Às vezes ligavam - embora na maior parte das vezes por engano - mas ligavam. Ligavam para pedir desculpas, para perguntarem sobre uma receita, para dizerem sobre coisas passadas…A luz da sala era fraca; o tapete encardido; o ventilador antigo. O penteado de Lúcia era sempre o mesmo, de vez em quando mudava a cor da tinta - ora preta, ora vermelha - não usava esmaltes. Não gostava de fazer compras. Extremamente apegada ao passado e apagada à vista das outras pessoas. Costumava andar pelas ruas passando despercebida, sempre pelos mesmos caminhos. Os velhos atalhos, que levavam aos velhos lugares.

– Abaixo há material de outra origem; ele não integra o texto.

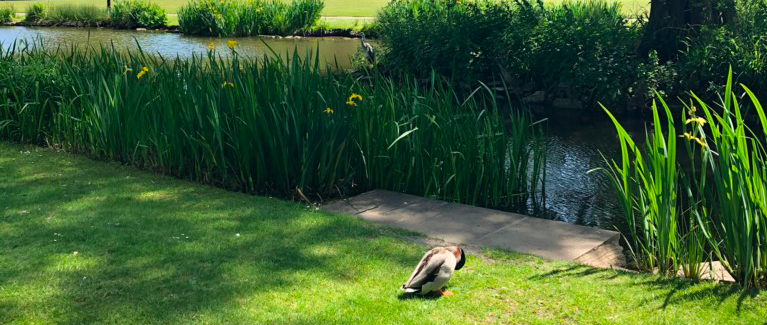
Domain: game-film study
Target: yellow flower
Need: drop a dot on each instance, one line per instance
(143, 71)
(698, 120)
(699, 141)
(351, 101)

Mas o fato é que naquele dia o vento soprava forte lá fora. Quem sabe eles não trouxessem algo novo? Talvez um sonho, ou um amor…Quem sabe? Talvez trouxessem aquilo que estava ali atrás da porta. Sim, havia algo lá fora, bem na porta. Algo que arranhava e fazia barulhos…Seria uma carta de um velho amigo? De um parente distante? Será que haviam se lembrado de Lúcia naquela tarde de ventania?

Foi a passos curtos até o fim da sala, com seus pés magros pelo tapete. Foi derramando pequenas gotas de seu chá pelo chão, tremendo levemente as mãos na ânsia de encontrar o futuro, o novo atrás da porta. Foi prendendo a respiração. Há quanto tempo não saía da rotina? Há quantos anos nada a interrompia na hora do chá? Poderia ser o destino, querendo também colocar as mãos em sua maçaneta.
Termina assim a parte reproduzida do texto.